Je sais pas comment ils l'ont trouvé celui-là, mais il m'inspire trois réflexions:
- Le référendum de 2005 n'est pas légitime! Les Français n'ont pas fait la démarche d'éducation!
- "La procédure est soeur jumelle de la Liberté, et le peuple n'a pas besoin de liberté, car la liberté est une des formes de la dictature bourgeoise." disait Lénine. Rigolo que ça marche encore aujourd'hui.
- Et si c'était lui qui n'avait pas fait la démarche de s'informer?

Toujours est-il qu'il est toujours plaisant de voir des gens trouver que la démocratie c'est tout pourri. Ainsi, comme un bon vrai Staliniste, communiste perverti, notre jeune étudiant instaure un rapport de classe qui fausse tout le beau rêve de Marx: il insinue que certains pourraient détenir le savoir et pas d'autres.
Sorti de ça, je ne voudrais pas commenter plus loin. Un (rapide certes) stage au JT de France 2 m'a appris qu'un montage pouvait montrer tout et n'importe quoi, pour peu qu'on sélectionne proprement les propos. Mais dans ce cas particulier, je dois dire que nul montage ne saurait expliquer pareille bêtise.

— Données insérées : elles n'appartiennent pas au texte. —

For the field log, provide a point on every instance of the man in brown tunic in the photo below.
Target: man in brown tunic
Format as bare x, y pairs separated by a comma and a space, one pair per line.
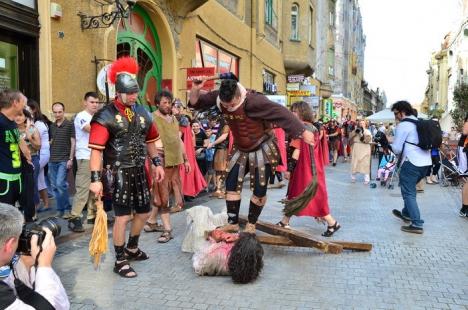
249, 115
171, 150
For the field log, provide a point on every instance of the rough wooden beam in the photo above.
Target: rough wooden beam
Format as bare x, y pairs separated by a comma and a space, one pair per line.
299, 238
355, 246
275, 240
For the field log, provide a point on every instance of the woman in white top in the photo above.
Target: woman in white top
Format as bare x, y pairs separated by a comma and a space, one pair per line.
41, 122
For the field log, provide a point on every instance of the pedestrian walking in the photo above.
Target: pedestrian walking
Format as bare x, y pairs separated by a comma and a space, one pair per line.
300, 175
414, 165
83, 197
171, 150
42, 124
62, 152
12, 103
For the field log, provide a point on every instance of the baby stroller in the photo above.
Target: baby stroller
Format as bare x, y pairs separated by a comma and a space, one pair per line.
386, 169
449, 174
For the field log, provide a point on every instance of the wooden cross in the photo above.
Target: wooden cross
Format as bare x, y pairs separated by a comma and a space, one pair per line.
290, 237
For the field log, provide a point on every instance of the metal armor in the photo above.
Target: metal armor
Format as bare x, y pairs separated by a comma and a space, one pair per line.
127, 140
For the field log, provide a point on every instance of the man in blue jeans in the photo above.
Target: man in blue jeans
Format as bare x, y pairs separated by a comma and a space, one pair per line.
414, 164
62, 151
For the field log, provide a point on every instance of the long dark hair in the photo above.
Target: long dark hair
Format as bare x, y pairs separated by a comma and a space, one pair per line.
37, 114
246, 259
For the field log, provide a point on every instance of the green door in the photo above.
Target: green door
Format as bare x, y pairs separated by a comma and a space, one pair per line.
137, 37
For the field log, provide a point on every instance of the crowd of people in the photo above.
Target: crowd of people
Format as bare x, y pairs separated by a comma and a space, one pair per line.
146, 166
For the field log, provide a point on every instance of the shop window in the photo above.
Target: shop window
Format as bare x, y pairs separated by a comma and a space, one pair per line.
270, 15
311, 26
208, 55
123, 49
269, 86
295, 22
8, 66
145, 65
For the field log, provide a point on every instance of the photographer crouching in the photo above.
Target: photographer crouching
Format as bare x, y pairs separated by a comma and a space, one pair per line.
27, 280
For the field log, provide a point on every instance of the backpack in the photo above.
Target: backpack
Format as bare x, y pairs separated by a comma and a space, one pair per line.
429, 133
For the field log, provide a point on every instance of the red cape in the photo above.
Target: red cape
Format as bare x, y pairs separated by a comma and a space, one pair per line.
194, 182
302, 176
280, 136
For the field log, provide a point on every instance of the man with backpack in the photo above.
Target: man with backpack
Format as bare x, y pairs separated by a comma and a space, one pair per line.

Il donne un peu l'impression du type aux abois parce qu'il s'aperçoit que les étudiants qu'il pensait pouvoir mobiliser avec le simple mot "précarité" ont un cerveau. D'ailleurs, le bloquage a été rejeté à Rennes. Et le lendemain, une nouvelle AG avait lieu pour voter, à main levée, un nouveau bloquage.
Je suis sûr que ces petits imbéciles sont les mêmes qui trouvent anti-démocratique l'absence de référendum sur le traité simplifié.
"L'humanité est un cafard.
La jeunesse est son ver blanc.
Autant que la vôtre, je renie la mienne, depuis que je l'ai vue s'échouer dans la bouffonerie soixante-huitarde où de crapoteux universitaires grisonnants, au péril de leur prostate, grimpaient sur des estrades à théâtreux pour singer les pitreries maoïstes de leurs élèves, dont les plus impétueux sont maintenant chefs de choucroute à Carrefour.
Mais vous, jeunes frais du jour, qui ne rêvez plus que de fric, de carrière et de retraîte anticipée, reconnaissez au moins à ces pisseux d'hier le mérite d'avoir eu la générosité de croire à des lendemains cheguevaresques sur d'irrésistibles chevaux sauvages."